What problems and challenges are you aiming to tackle?

Patient safety has to be a core to how health and social care operates, core to policy, delivery, commissioning and core to its engagement and there’s much more that needs to be done. We have undoubtedly made progress but there are still challenges. We need to provide more transparency with the community regarding patient safety and to learn from not just unsafe practice but also good practice. A core part of patient safety is collaborating with patients; patients can contribute to their own safety if they are capable of doing so, but we are also designing safety around the patient. We should invite clinicians to highlight areas where we can improve and then respond to their knowledge. We created the hub in order to allow all those who work within patient safety to access information that they require. We encourage those that use the hub to inform others of where to find patient safety information.

What do you think is the biggest technology challenge in terms of patient safety?

There has been ambition in the NHS for many years but it has never been fully realised, and part of what we are doing is saying that we will develop that technology with patient safety managers, clinicians, patients, information knowledge specialists and information managers. We’ll design the framework and we will invite people to engage in communities to curate and then be able to widely share that knowledge. We are essentially creating a knowledge network from people who are committed, passionate and knowledgeable.

I did a presentation a few months ago to share with an audience of clinicians and those in leadership roles to raise awareness of issues around patient safety perspectives regarding a lack of regulation of new technology. We have and will continue to work with ORCHA to ask how to shape patient safety in regards to conflicting information in new technology applications. Are we actually thinking about patient safety when we launch new technologies? We know there are incredible benefits to emerging healthcare technology, but are we considering the unintended consequences? Patients may not use technology correctly or even at all.

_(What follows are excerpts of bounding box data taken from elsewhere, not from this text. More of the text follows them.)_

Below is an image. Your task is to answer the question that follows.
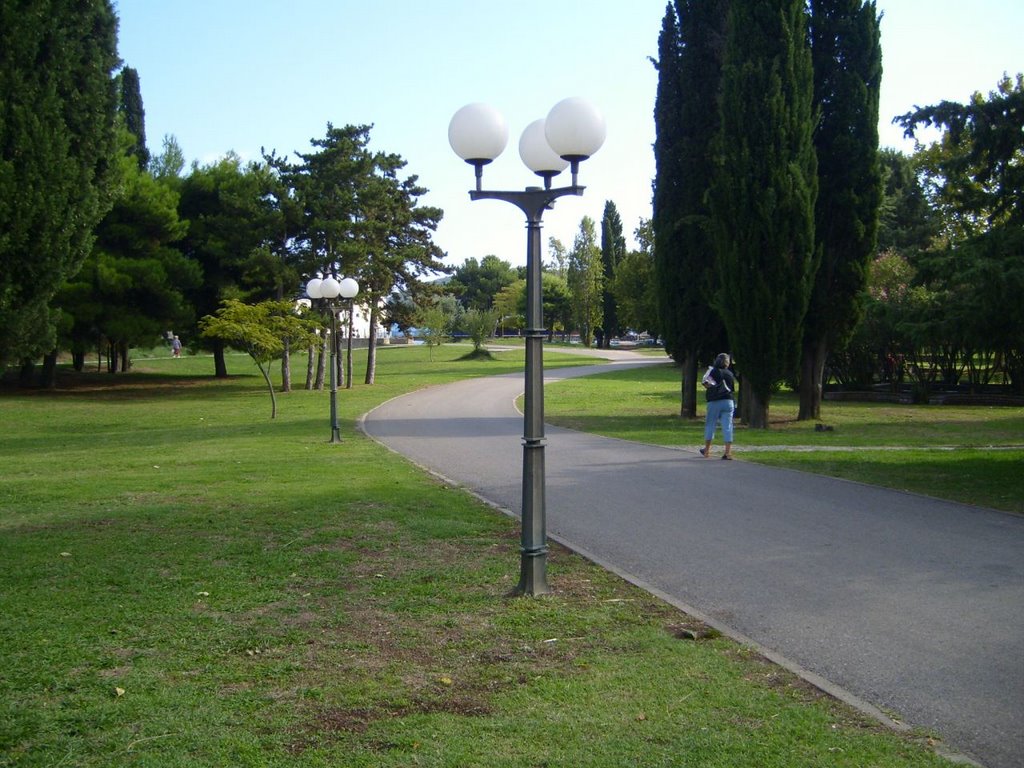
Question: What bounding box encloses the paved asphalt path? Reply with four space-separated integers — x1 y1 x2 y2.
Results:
362 354 1024 768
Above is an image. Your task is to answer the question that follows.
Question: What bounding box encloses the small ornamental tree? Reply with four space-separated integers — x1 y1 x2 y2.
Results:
199 299 314 419
460 309 500 353
418 301 452 360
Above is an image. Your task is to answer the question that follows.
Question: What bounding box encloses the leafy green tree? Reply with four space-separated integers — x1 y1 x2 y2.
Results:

There is no such thing as a generic patient; many have co-morbidities. Are we sure that the technology can be applied safely by clinicians and used properly by patients?

We need to shape ideas, in particular with how data is used with artificial intelligence in healthcare technology, and we are working with ORCHA to try to bring awareness and regulation to patient safety within technology and applications. I have previously worked with Neil Jones, Assistant Director of Patient Safety and Human Factors at Liverpool & Broadgreen Hospital, who has shown excellent innovation with patient safety. We should learn what is good about patient safety and apply those lessons in the future.

What advice would you give to other organisations or professionals?

There are a horrible number of avoidable deaths, let’s learn from the good methods of patient safety; the innovation, and not just focus on the bad. Let’s find the people that are doing excellent work in patient safety and learn from that. Those clinicians and teams that are doing excellent work need to share their approach and they have the opportunity to do so with the hub. Patient safety is about inspiring, supporting and changing behaviour.